Summary Reservoir stress path is defined as the ratio of change in effective horizontal stress to the change in effective vertical stress from initial reservoir conditions during pore-pressure drawdown. Measured stress paths of carbonate and sandstone reservoirs are always less than the total stress boundary condition (isotropic loading) and are either greater or less than the stress path predicted by the uniaxial strain boundary condition. Clearly, these two boundary-condition models that are commonly used by the petroleum industry to calculate changes in effective stresses in a reservoir and to measure reservoir properties in the laboratory are inaccurate and can be misleading if applied to reservoir management problems. A geomechanical model that incorporates geologic and geomechanical parameters was developed to more accurately predict the reservoir stress path. Numerical results show that reservoir stress path is dependent on the size and geometry of the reservoir and on elastic properties of the reservoir rock and bounding formations. In general, stress paths become lower as the aspect ratio of reservoir length to thickness increases. Lenticular sandstone reservoirs have a higher stress path than blanket sandstone reservoirs that are continuous across a basin.
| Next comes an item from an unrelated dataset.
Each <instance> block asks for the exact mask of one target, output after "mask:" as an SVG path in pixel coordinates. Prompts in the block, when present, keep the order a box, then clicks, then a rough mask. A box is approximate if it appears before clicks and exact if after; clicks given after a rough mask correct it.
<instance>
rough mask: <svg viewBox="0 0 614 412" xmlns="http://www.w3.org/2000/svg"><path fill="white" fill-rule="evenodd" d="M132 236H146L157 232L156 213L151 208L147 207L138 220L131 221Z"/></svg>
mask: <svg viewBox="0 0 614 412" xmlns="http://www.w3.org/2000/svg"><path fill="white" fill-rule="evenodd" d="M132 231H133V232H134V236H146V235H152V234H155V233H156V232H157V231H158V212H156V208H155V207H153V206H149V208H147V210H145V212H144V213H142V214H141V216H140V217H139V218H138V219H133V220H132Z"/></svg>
This effect is enhanced when the bounding formations have a lower elastic modulus than the reservoir and when the reservoir is transversely isotropic. In addition, laboratory experiments simulating reservoir depletion for different stress path conditions demonstrate that stress-induced permeability anisotropy evolves during pore-pressure drawdown. The maximum permeability direction is parallel to the maximum principal stress and the magnitude of permeability anisotropy increases at lower stress paths.